One of the simplest experiments of Lindsay seems to have been inspired by the saying, ‘Like a red rag to a bull’. By changing the colour of the light in the sleeping rooms of some of his patients, he studied the reaction of the mind to different colours. He was unconvinced by the anecdotal animal evidence of reactions to colour, and his human experiments produced ‘negative conclusions’.

A snarling dog from Darwin’s Expression of Emotions. © Wellcome Images

Metrological data can be found in the medical reports of Perth asylum for a period of almost 5 years. It was used to analyse changes in both the behaviour and physical health of patients. Climatic changes seemed to have little effect on the types of mental disease at the asylum, and physical effects mirrored  the health of the more general population of Perthshire. But the observation of climate was part of a wider area of interest in the causes of mental disease.  Lindsay was well-travelled and wrote papers on the etiology of mental illness around the world. One such study focused on the impact of the colder climate experienced in Norway, Iceland, and other Arctic countries. People and animals, in particular dogs, were affected by both the climate and latitude of these countries. They suffered predominantly from depression and melancholia as a result of the low levels of sunlight, solitude due to sparse populations, and the monotonous scenery.
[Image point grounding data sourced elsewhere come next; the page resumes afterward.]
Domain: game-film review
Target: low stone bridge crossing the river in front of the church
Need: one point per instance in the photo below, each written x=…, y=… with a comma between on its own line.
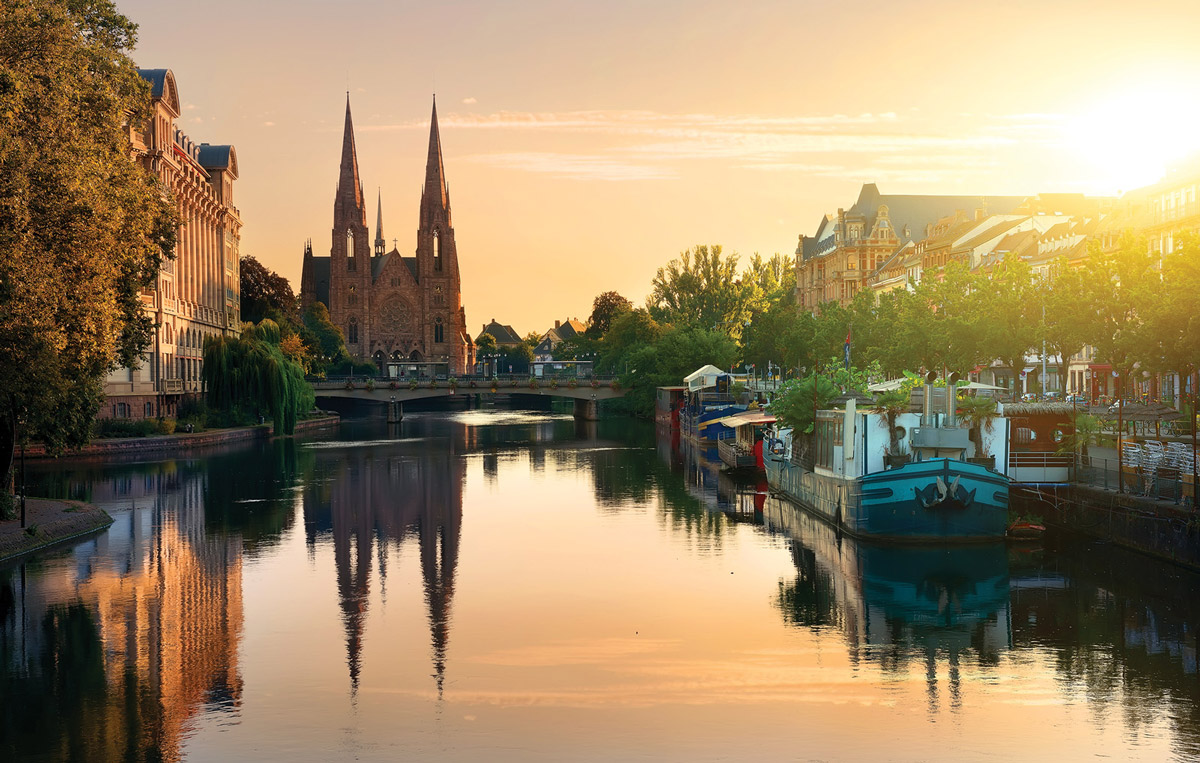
x=394, y=393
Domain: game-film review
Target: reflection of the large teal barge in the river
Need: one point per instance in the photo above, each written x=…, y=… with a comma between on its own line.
x=896, y=605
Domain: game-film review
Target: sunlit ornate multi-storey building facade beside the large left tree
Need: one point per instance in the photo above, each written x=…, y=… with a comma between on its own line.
x=197, y=295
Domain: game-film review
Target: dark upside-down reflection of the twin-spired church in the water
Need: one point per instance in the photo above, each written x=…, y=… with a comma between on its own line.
x=370, y=500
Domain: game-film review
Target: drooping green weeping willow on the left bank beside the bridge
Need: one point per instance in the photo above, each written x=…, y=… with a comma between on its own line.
x=251, y=374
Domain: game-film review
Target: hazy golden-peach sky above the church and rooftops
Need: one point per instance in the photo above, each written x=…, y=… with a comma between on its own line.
x=587, y=145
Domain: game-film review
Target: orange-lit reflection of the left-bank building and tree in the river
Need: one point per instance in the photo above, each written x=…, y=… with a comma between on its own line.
x=119, y=646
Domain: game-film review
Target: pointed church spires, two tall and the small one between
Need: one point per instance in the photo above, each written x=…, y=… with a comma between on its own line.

For Lindsay, the science of comparative psychology was located within the asylum and the research opportunities it offered. His explanations of animal behaviour with their anthropomorphic basis were used in his ideas of human mental disease. Animals were introduced into the asylum as scientific subjects, but not objects of physical experimentation. The asylum patient was seen as an equally valid object for research, although carefully designed as part of the moral treatment approach.

– Liz Gray

Further reading

Charles Darwin, The Expression of the Emotions in Man and Animals (London: J. Murray, 1872).

W. Lauder Lindsay, ‘Community of Disease in Man and Other Animals’, British and Foreign Medico-Chirurgical Review 53 (1874).

W. Lauder Lindsay, Mind in the Lower Animals in Health and Disease, 2 vols. (London: C.K. Paul, 1879).

W. Lauder Lindsay, ‘On Insanity and Lunatic Asylums in Norway: Being the Narrative of a Visit made in the Summer of 1857′,  Journal of Psychology Medicine 11 (1858).

W. Lauder Lindsay, ‘The Causes of Insanity in Arctic Countries’, British and Foreign Medico-Chirurgical Review 14 (1870).

Robert J. Richards,  Darwin and the Emergence of Evolutionary Theories of Mind and Behavior (Chicago: University of Chicago Press, 1987).